Clients couldn't be clearer: They demand integration, which, particularly in times of tightening budgets, becomes even more crucial in stretching the brand message. Agencies have laudably made all the right moves to provide integration, snapping up disciplines such as public relations, event marketing and direct. They wave the banner, touting a soup-to-nuts menu of services, complete with catchy names like Synchronized Marketing and Connect.
But much of it is posturing. Agencies shout integration to clients without actually being able to integrate their own umbrella of services. Each discipline operates in its own silo, competing for the shrinking compensation dollar with sibling units under the same holding company banner. "When the economy goes south, the first thing clients reduce is their marketing budget," said Geoff Sands, a partner at Booz-Allen & Hamilton. "So agencies are looking to figure out how to increase their share of an overall budget by saying, `We're fully integrated."'
But saying they are integrated and actually practicing integration are different things entirely. Separate P&Ls for "integrated" disciplines conspire against a truly advertising-neutral solution that Omnicom Group's TBWA Worldwide, for example, is seeking with its new TBWA/Conncect. "The historic arrogance of advertising has been to say, `The answer is advertising, now what is the question?"'said TBWA Worldwide President Carl Johnson.

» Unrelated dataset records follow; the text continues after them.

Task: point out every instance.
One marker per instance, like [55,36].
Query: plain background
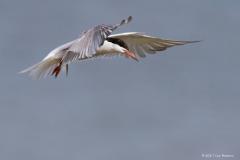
[178,105]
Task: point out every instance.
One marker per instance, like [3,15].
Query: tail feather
[43,68]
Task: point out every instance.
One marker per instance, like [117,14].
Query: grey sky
[173,106]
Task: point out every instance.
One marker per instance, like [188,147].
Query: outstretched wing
[89,41]
[140,43]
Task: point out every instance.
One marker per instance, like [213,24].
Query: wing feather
[141,43]
[89,41]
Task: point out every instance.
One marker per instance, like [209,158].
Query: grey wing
[86,46]
[141,44]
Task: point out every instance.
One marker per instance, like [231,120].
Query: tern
[97,42]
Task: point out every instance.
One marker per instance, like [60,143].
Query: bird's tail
[42,69]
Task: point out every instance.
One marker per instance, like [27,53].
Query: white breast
[109,47]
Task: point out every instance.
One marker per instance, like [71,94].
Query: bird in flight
[98,41]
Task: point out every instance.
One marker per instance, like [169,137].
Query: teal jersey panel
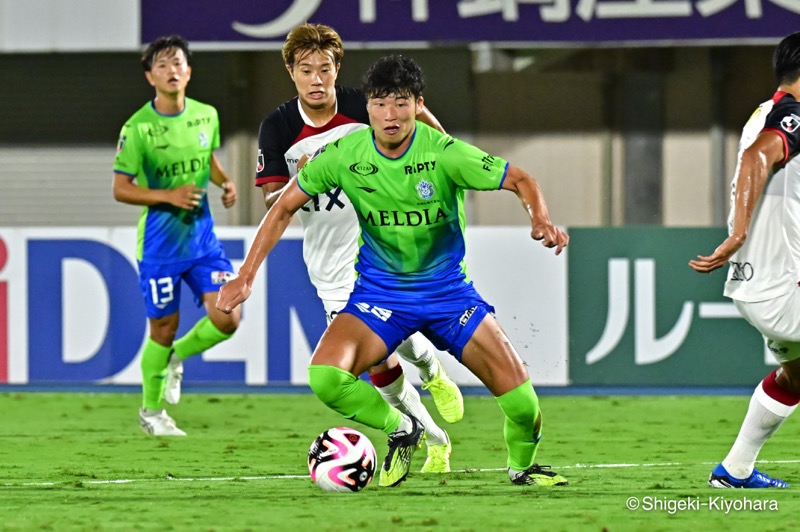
[410,209]
[166,152]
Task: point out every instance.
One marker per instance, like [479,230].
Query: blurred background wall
[617,133]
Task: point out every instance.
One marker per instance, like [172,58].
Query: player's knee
[328,383]
[789,378]
[520,405]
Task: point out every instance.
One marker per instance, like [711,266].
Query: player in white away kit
[763,252]
[323,113]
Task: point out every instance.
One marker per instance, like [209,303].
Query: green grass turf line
[243,467]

Whether TBWA/Connect can pull off that currently pie-in-the-sky notion of integration is an open question. No agency has been truly successful at it yet, and money is at the root of the reason. "It becomes a big fight as to [which discipline] gets the [client's] budget," said Jack Trout of Trout & Partners. And while the disciplines battle internally, the spoils may slip away to a better-integrated rival.